Ovviamente i soggettisti della Pay TV d’oltreoceano hanno mascherato tali riferimenti; per deviare l’attenzione, rendendo meno agevole un’eccessiva identificazione con l’attualità. Eppure le tracce risultano ancora visibili.
A partire dalla cattiva per eccellenza, Maria Elena Lannister Boschi; il cui regno è stato spostato dall’Etruria ad Approdo del Re, pur mantenendone la connotazione di sentina della corruzione e dei vizi. Semmai il colpo di genio mimetico è stato quello di trasferire il controllo del suo trio di draghi sputafuoco, poi destinati a diventare due, alla biondina fanatica, integralista e piromane Daenerys Targaryen, alla conquista del regno di Westeros (riferimento palese a Roberta Lombardi, in corsa per la presidenza di Regione Lazio). Quando invece nel mondo reale le orride belve mitologiche – denominate Orfinix e Lottix – volteggiano sul capo della “Nata dalla tempesta (bancaria)” Maria Elena. Pronti a emettere contro i critici non fiamme ma fetide insinuazioni malignazze altrettanto mortali.
Nel frattempo il terzo drago della covata – detto Nardellax – pare sia finito sepolto sotto il crollo di qualche storico monumento fiorentino.
A fianco della villain più proterva del serial, ritroviamo un personaggio controverso: il fratello incestuoso Jaime. Apparso inizialmente sulla scena come tracotante spadaccino attacca briga, da cui il soprannome “Sterminatore di re e di Bersani”, il seguito della vicenda bellica/elettorale gli ha inferto gravissime amputazioni che lo hanno reso una presenza ormai quasi soltanto patetica: il Matteo Renzi collezionista di trombature a ripetizione, simboleggiate nel moncherino del Lannister.

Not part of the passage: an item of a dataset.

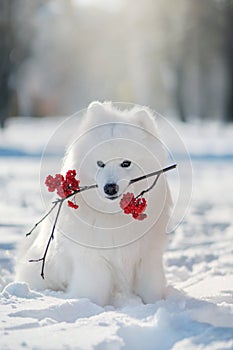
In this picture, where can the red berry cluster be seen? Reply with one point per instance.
(135, 206)
(65, 186)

Più controverse le attribuzioni relative alle orde che vivacizzano la serie: “i Bruti”, ovvero “il popolo libero” al di là della barriera (il perimetro partitocratico) potrebbe essere identificato nella comunità Pentastellata; anche per il colore dei loro capelli, rosso fiamma, come quello di Paola Taverna. Però suonerebbe a smentita della simmetria il fatto il loro capo – Tormund Veleno dei Giganti – accetta di allearsi sulla base di un progetto condiviso con il leader riformista socialdemocratico, il leale Jon Snow (un’aggiunta dei soggettisti che non ha nessuna attinenza con la politica italiana, priva di siffatti personaggi positivi); soluzione improponibile per Cinquestelle fissati con l’isolazionismo. A questo punto si potrebbe arguire che sono le bande ipercinetiche dei barbari Dothraki a riprodurli; anche per la loro abitudine di vivere a cavalcioni, come Alessandro Di Battista e Luigi Di Maio negli ininterrotti tour ciclistici siciliani compiuti, tra risate e comizi, per le strade e gli sterrati dell’isola fatale. Anche se non coronati dal successo atteso.

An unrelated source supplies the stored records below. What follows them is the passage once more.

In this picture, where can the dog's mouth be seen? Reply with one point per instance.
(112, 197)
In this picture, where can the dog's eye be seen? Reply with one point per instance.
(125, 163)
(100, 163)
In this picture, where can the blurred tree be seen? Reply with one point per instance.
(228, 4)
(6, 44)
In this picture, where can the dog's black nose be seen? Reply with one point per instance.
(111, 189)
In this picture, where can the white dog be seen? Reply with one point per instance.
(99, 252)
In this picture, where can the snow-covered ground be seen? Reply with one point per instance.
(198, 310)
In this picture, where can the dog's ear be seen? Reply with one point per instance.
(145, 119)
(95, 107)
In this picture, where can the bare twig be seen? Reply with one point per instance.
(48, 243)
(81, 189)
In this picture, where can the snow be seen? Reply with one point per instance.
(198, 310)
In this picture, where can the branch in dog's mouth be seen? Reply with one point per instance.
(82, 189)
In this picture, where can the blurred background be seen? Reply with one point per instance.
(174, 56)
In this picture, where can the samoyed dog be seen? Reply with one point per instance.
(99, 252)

Ma il riferimento assolutamente al di sopra di qualsivoglia ragionevole dubbio è al “Re della Notte”, giunto alla testa dell’armata di non-morti. Ossia la trasposizione filmica del ritorno sulla scena di Silvio Berlusconi, accompagnato da una torma di zombi che infettano con il loro morso. La cui presenza incombe, terrorizzante e pervasiva, sulla prossima edizione del racconto; prevista per il 2018. Come la nostra campagna elettorale nazionale. Perché “l’inverno sta arrivando”. La frase enigmatica che ripetono tutti i concorrenti al “Game of thrones”, metafora dell’imminente appuntamento destinato a consegnare l’Italia all’assoluta ingovernabilità. Per cui – poi – dovremo ritornare rapidamente alle urne, mentre il clima politico diventerà ancora più rigido di quello della fiction.
Nel medioevo prossimo futuro che ci attende, immaginario come reale.